In my case I have a simple docker-compose.yml like:

version: '3.3'
services:
  postgresql:
    image: postgres:9.6.6-alpine
  web:
    depends_on:
      - postgresql

which sadly does not work out of the box because postgresql does not come with a basic health check. If users are conerned by additional load they can override or deactivate the health check either

• by extending the official docker image (HEALTHCHECK NONE, HEALTHCHECK myCustomHealthcheckCmd)
• using declarations in the docker-compose.yml:

  healthcheck:
    disable: true

  or

  healthcheck:
    test: ["myCustomHealthcheckCmd"]
    interval: 1m30s
    timeout: 10s
    retries: 3

So there is a lot of flexibility in how users can customize any predefined health check.

[tjamet]

users will have their own idea of what is "healthy"

I tend to agree with @rnavarropiris I think a health check is quite interesting, and even tried to implement such a feature in #421 that should be compatible with this statement as long as the defintion fits in a SQL query to the database defined as environment variable

it does not actually test that the service is listening to connections outside of localhost

It does not solve the assertion that service is listening outside of localhost but can be done using non loopback tcp connection to postgres.
It would not either assert that a foreign container is able to connect.
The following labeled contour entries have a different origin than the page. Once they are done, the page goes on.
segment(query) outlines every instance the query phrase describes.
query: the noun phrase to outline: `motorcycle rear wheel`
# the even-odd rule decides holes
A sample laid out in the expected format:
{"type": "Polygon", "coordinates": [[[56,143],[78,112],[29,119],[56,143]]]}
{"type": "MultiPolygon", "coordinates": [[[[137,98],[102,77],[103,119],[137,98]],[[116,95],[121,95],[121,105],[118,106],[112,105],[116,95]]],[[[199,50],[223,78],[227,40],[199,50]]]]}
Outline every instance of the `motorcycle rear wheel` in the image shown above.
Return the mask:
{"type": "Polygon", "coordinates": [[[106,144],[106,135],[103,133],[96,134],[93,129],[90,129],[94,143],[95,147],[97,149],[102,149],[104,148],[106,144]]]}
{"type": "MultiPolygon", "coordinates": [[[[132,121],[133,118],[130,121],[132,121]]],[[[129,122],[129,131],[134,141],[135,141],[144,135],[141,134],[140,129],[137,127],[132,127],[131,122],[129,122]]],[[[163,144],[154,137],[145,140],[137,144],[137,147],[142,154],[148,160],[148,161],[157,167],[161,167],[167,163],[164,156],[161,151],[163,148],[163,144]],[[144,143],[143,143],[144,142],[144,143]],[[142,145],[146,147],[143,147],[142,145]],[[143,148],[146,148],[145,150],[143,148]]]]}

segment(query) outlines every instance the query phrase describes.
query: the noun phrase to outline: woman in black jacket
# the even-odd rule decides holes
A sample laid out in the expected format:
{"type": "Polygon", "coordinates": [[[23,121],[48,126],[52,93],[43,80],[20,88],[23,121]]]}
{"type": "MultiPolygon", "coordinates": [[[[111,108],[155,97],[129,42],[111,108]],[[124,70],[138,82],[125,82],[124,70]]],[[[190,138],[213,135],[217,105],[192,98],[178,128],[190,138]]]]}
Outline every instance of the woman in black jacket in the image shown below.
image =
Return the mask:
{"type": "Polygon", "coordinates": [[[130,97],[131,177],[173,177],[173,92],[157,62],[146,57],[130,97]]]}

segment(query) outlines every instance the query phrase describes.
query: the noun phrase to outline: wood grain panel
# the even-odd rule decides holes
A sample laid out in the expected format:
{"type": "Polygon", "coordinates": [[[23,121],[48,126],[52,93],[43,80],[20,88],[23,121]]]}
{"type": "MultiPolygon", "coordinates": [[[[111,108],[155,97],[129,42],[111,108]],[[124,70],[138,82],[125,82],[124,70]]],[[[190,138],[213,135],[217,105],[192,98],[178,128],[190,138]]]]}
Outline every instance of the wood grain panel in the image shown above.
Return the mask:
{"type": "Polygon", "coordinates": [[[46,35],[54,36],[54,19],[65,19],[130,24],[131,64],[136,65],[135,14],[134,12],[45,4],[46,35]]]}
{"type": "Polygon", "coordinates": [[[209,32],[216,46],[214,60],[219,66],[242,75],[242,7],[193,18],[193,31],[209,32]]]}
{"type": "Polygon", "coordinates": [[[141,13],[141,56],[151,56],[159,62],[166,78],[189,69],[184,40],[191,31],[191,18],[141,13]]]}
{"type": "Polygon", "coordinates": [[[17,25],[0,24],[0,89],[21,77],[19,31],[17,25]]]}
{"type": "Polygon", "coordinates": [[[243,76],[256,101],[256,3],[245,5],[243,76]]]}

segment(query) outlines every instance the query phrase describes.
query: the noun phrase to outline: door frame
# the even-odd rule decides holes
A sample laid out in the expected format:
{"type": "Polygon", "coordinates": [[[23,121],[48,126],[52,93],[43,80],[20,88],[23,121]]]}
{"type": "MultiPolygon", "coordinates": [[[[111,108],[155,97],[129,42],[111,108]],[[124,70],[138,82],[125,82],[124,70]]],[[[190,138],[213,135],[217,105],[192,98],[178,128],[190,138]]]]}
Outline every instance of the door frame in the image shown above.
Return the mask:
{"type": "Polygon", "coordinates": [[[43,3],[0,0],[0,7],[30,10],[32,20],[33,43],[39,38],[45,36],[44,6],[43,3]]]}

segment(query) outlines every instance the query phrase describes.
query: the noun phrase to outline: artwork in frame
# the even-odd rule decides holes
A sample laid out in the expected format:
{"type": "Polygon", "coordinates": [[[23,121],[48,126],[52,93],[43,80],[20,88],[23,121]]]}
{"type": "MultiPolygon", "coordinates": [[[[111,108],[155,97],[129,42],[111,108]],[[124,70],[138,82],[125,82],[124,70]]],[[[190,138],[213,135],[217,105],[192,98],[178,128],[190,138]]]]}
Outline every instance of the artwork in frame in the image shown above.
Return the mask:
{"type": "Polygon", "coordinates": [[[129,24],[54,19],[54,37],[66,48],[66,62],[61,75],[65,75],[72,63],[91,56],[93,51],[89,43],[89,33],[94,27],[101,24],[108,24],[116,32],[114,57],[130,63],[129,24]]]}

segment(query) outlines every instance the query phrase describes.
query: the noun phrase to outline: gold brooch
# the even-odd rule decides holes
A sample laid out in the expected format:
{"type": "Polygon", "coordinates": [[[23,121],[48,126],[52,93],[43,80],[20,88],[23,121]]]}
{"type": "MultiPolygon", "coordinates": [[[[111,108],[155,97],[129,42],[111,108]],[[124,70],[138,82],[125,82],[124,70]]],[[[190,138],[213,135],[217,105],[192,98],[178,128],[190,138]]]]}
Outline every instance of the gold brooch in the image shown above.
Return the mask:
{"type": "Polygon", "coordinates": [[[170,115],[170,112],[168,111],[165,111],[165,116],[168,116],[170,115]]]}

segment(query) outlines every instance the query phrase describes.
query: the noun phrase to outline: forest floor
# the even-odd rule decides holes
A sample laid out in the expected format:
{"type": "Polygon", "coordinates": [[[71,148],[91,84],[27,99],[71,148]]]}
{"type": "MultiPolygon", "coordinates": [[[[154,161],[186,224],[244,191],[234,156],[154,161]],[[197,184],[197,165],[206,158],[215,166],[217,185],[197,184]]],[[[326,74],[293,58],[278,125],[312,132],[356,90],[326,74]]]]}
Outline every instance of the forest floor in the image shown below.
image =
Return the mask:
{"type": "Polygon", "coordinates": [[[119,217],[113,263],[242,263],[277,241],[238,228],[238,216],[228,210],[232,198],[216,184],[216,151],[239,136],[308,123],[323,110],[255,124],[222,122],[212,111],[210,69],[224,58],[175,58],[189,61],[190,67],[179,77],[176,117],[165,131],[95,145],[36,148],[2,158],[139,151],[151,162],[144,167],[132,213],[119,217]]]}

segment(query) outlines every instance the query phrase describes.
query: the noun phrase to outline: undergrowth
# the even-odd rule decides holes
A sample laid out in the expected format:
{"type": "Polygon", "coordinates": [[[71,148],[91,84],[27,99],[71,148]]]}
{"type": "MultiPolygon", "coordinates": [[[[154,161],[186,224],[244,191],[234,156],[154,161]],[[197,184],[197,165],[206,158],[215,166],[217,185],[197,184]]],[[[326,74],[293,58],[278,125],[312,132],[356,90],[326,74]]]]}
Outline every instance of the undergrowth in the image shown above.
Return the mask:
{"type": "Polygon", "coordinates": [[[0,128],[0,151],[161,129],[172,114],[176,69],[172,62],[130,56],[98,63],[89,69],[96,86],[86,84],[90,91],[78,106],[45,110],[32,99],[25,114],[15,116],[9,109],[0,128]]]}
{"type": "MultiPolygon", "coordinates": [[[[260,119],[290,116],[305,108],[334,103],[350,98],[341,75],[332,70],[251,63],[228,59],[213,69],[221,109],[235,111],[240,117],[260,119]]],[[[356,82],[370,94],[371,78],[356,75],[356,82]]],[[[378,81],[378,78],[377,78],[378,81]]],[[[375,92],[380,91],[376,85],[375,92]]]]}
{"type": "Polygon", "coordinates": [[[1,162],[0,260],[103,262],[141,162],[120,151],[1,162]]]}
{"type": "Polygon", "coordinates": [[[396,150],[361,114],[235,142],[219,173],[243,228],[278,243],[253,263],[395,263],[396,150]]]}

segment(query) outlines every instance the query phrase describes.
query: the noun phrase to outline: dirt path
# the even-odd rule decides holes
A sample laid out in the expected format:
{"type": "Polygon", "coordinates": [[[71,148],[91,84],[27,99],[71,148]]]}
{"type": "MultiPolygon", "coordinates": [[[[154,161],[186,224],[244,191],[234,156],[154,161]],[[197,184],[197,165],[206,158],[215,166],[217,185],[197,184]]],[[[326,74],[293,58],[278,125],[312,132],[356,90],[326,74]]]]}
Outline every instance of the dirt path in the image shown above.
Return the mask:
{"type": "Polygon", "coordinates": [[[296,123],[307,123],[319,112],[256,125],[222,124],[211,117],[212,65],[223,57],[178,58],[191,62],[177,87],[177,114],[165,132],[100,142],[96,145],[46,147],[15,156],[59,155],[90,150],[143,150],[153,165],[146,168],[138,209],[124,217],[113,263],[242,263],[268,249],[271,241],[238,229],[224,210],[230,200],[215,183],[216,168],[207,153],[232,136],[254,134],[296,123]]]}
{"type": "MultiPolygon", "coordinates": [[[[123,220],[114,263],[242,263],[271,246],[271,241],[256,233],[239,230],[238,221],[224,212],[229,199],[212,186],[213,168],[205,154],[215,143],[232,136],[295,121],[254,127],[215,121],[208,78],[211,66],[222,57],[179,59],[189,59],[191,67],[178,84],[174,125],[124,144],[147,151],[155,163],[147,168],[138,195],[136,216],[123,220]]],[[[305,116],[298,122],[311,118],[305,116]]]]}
This is by design as the docker healthcheck, unlike AWS ELB, executes a command within the container

after upgrading their images, current users will have extra unexpected load on their systems for healthchecks they don't necessarily need/want and may be unaware of

I would not think that, if using the default 30 seconds interval, selecting one value would have a noticeable impact on system load.

[mr-bo-jangles]

I agree, I'm currently using postgres docker as part of my circleci testing and by default I'm having to bundle additional dependencies on the app side to detect if postgres is up, configured and ready (not just the port bound, but the specified role created, etc).

Such a check covering the basics of "We're exposing a port, we created the user you asked for, and db you wanted" are bare basics. if you want anything more in depth, then @rnavarropiris is right, define your own health checks.

Also if you're worried about the additional load a periodic healthcheck query is going to add, then you've got to be red-lining your setup pretty hard and so this container probably isn't for you in the first place.

tl;dr: Healthcheck should just say if we're ready to provide what we've been asked for yet, no more, no less.